Although meant to be globally unique, occurrenceID across all of GBIF is anything but. Some occurrence records lack them altogether, some are numeric auto-increments, some are merely copied/pasted from catalogNumber, some are http URIs, some are https URIs, some are UUIDs. Data publishers frequently change them for various reasons that often have little to do with the identity of the occurrence record but more to do with the administration of the dataset as a whole.
Could we / should we require that occurrenceID be populated and structured in a particular way now to help pave the way? And could we / should we enforce its handling as a persistent identifier, inclusive of its use in GBIF’s own occurrence URLs as a sign of faith, its occurrence APIs, use in BioSchemas & elsewhere? Or, do we wait until digital extended specimens are operational & later decide if their identifiers are the same as what we’d expect to use in occurrenceID?
I tend to think of materialSampleID as THE persistent identifier for THE specimen and occurrenceID simply as an identifier for the “simple Darwin Core record” - and would thus rather suggest a focus on strengthening the persistence of a materialSampleID (with regards to specimens).
You may well be right, but the definition for occurrenceID states:
An identifier for the Occurrence (as opposed to a particular digital record of the occurrence)
…which strongly suggests that the identifier is meant for the object & not its digital representation. However, an Occurrence may not have a physical manifestation, acting merely as a pointer to the “existence” of an organism. And, that existence may have no evidence whatsoever except the digital record itself. That definition of occurrenceID then is a logical knot.
The example provided for materialSample states:
A whole organism preserved in a collection.
…and so materialSampleID is obviously the identifier we want for whole physical specimens preserved in a collection. But, how many publishers use it in this way compared to those that populate occurrenceID? For those that publish data via the Integrated Publishing Toolkit, it’s not a required field as is occurrenceID. To top it off basisOfRecord may only be expressed as a single value, not both PreservedSpecimen and MaterialSample.
(…) In the absence of a persistent global unique identifier, construct one from a combination of identifiers in the record that will most closely make the occurrenceID globally unique.
So even if the occurrenceID identifies THE species occurrence (and not the digital record) there can (and evidently is!) many occurrenceID identifiers for the same Occurrence.
However, I think we anyway often want to identify the actual collection specimen and not only the occurrence that was the origin of the specimen. A species occurrence is an event at a point in time, and a specimen is a physical (durable) thing. [Besides, one single species occurrence can sometimes be the origin for multiple collection specimens].

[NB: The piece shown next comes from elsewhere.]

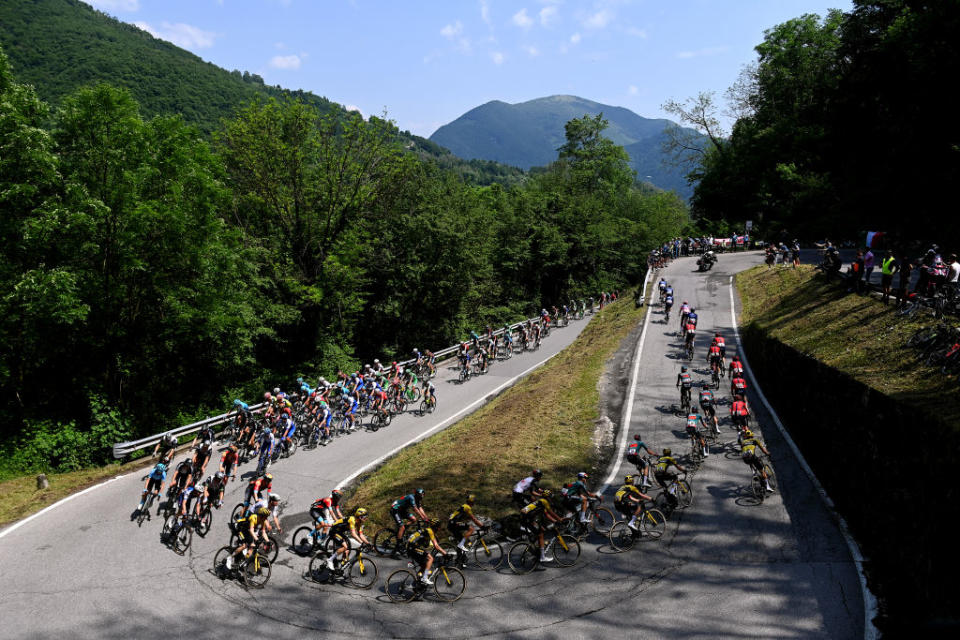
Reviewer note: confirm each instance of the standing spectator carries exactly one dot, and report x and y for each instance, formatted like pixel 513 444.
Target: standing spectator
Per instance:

So I thus tend to think that we should rather focus our efforts on a persistent materialSampleID for collection specimens instead of keep fighting (an unwinnable battle) with achieving persistence for the occurrenceIDs (which does not really identify the actual specimen).
However materialSampleID
An identifier for the MaterialSample (as opposed to a particular digital record of the material sample). In the absence of a persistent global unique identifier, construct one from a combination of identifiers in the record that will most closely make the materialSampleID globally unique.

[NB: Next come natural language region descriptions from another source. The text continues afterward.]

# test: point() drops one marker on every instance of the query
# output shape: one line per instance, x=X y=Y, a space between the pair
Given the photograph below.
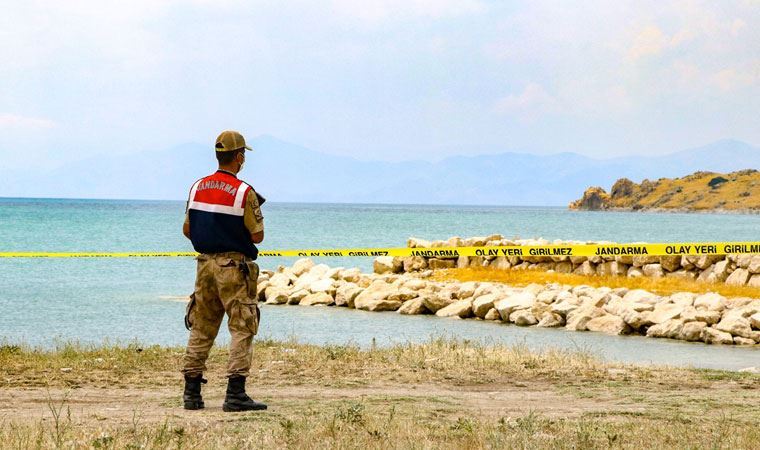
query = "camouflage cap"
x=230 y=140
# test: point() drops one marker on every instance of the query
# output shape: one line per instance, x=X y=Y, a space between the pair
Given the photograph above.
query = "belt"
x=237 y=256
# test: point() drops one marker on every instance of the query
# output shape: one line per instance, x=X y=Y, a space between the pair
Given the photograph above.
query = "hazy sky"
x=380 y=79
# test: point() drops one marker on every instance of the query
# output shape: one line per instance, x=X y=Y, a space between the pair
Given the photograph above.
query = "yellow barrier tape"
x=663 y=249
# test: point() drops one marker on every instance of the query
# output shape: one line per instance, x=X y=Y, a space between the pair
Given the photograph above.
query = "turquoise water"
x=92 y=300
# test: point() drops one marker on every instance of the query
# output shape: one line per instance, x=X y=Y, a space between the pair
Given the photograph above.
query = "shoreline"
x=710 y=318
x=717 y=211
x=443 y=394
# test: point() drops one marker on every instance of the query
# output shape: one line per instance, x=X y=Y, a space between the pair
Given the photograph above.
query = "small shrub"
x=717 y=181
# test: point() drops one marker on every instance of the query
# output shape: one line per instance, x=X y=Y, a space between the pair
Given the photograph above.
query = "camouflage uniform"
x=225 y=283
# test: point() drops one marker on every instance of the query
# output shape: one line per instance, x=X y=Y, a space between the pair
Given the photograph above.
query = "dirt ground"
x=441 y=394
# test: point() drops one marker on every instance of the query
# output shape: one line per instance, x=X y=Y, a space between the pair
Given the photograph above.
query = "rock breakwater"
x=709 y=318
x=736 y=269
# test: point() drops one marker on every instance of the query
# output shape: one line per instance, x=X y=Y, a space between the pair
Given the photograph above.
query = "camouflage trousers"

Thanks @DagEndresen, this is very helpful and better explains the relationship between an Occurrence (and its occurrenceID) and a MaterialSample (and its materialSampleID). Unfortunate that the nuance/distinction is not better appreciated by data publishers that share specimen-based data to any aggregator including GBIF.
I guess the first thing we should investigate is the coverage of materialSampleID across the GBIF network and then investigate what specimen records are likely to be merely MaterialSamples but are expressed as broader, more abstract Occurrences. It’s telling that the advanced search on GBIF does not include materialSampleID as a filtering option on searches for occurrences.

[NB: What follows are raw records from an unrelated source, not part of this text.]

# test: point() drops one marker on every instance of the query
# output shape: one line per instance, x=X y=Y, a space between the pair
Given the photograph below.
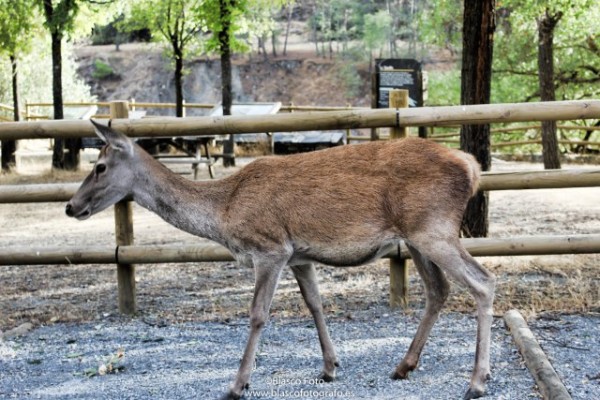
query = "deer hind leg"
x=458 y=264
x=436 y=292
x=307 y=280
x=267 y=274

And finally, we need to come to grips with a digital extended specimen and what will be the relationship between its identifier and materialSampleID. Based on the arguments you provided, it would be a mistake to use occurrenceID as the identifier for the specimen.
Maybe what we rather do need (??) is a new term extendedSpecimenID and/or digitalSpecimenID which MUST be a more strictly defined persistent identifier, e.g. a DOI with a specific minimum metadata profile defined!
Hi @DagEndresen yes I think we need a new term, something like digitalExtendedSpecimenID.
Is it bad that part of me wants to scream? It’s hard to do any linking when we make new identifiers. But, if these are to be DOIs, then I suppose we’ll have no choice. Regardless, @DagEndresen is spot on to emphasize that we be strict and precise with what the identifier circumscribes and what is the minimum metadata. I suggest we also offer guidance on what to do with materialSampleID. i.e. would it make for a good suffix?
It’s still a discussion in progress. There was consensus that the physicalSpecimenId is “whatever the institution uses to uniquely identify the item within that institute” and that the ways DwC has been used for such identities is very messy. We’ll probably have to live with multiple current practices but might be able to develop better guidance going forward.